Some Thoughts on Lakes & Now Wolves by Scott Metz (Modern Haiku Press, 2012)
I find this one to be a great book for artistic inspiration as well as a fascinating read. Metz can write wholly memorable haiku (hear them once and they’re with you forever) in the traditional sense.
among the waves
in the Sea of Japan
a woman’s perfume
or
New Year’s Day —
the wreath has fallen
between the doors
But he’s also interested in exploring (and evolving) the other forms which micropoetry can manifest. So there are monoku and vertical poems playing with the infrastructure of syllabification, morphemes and phonemes. Philip Rowland’s useful introduction draws comparisons with language-poetry and poets like Robert Grenier. And then there are poems that sound like Dr. Williams as much as they might suggest Aram Saroyan at his best.
most of
what is
right
in
a wild
flower
patch.
That insistent meaning to be had in separation of particulars probably emerged in Williams more strongly than it did in any poet of early Modernism. It’s with us still, because it’s a useful aid in the practice of seeing, a phenomenological tool. Slow down the stream of language and the tendrils that form around words in the currents of thinking and speaking begin to show. I think in the poem above it all come down to the word “patch.” The patch of beauty. The patch applied as poultice to the mind. The patch a multiplicity. The patch between that is communication. How we patch into the world. We still don’t know what “most of what is right is” with any certainty. But it’s in that patch. All definitions are ultimately circular at some level. It’s the quantum uncertainty Williams fell naturally in sync with in poetry as it entered the world in science. I like the coolness of the poem, its shadowy mind. It makes a sacrament out of very little and I think the sacrament feels nice.
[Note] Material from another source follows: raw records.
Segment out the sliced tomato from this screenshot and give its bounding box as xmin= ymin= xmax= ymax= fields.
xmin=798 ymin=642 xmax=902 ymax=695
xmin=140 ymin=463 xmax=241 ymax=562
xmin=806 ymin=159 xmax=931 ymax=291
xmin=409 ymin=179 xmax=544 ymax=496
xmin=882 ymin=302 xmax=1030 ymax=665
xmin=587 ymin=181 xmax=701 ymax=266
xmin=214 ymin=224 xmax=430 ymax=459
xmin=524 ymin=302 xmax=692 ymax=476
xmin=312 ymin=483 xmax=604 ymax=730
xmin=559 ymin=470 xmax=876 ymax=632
This is the sort of book I know I will reread many times. Because there is no obtrusiveness of form or ego or even voice. The sense of voice is pleasantly splintered. If Iceland spar could cause voices to go prismatic the way it does images, the voices might vary in the way the poems do in this collection.
without permission part of me begins to bloom
and
lakes
& now wolves
entering Pegasus
and
the double
image of
a
small
cocoon
held
@ gunpoint
This book wields an imaginative heft wildly out-of-proportion to the number of words that actually appear on its pages.
Modern Haiku Press showed eminent good sense in bringing this bellwether title out, since it’s a great example of what I want to call freeku (Metz often refers to his work as merely “ku.”). Nothing wrong with seeing the free and the freek both in that neologism.
Haiku in English is doing very well after roughly a century of adjustment and growing pains. Once it shook that 5–7–5 syllabification motif (which never worked in English; Japanese is so different) haiku was able to breathe again. The whalebone corset had been cast down. The condescending Orientalism of Lowell and company was jettisoned too. Kerouac’s wild-heeled dancing in the form helped quite a bit to loosen things up. Kerouac turned out to be a true adept at Americanizing the form. Other Beats showed proficiency as well, and the era of bad copies began to draw to a close.
What remains now is one of the most interesting and underrated literary forms in English. When I think of what great haiku accomplish in a few seconds, I think of the way we interact with a stranger we will only see once in our lifetime for a few seconds, how important it always ends up being. Though it is a stranger. Though very little will be said or exchanged in glances. Though it will be all construction in two minds that won’t really meet. And yet they will. And they do. In that quick string of moments. To make a successful haiku is to make a believable stranger. A stranger of the sort you might wonder about for the rest of your life. Although, if someone were to ask you about the chance meeting, you wouldn’t really be able to explain. You can’t explain the quantum side of things. And that’s the strange thing about haiku. If it’s good, it always pops up like a stranger, one who makes you realize this is always another lifetime all over again. Metz’s book is a gallery of such strangers, a whole Station of the Metro.
I think with time we will realize that well-written haiku will age better and translate better than many other literary forms which will become trapped in time, in dated literary mores. like ancient insects in amber. Haiku’s insistence on the concrete and the immediate is what gives it galvanic energy to move forward in time.
It’s 8:14 p.m. Do you know where your Basho is?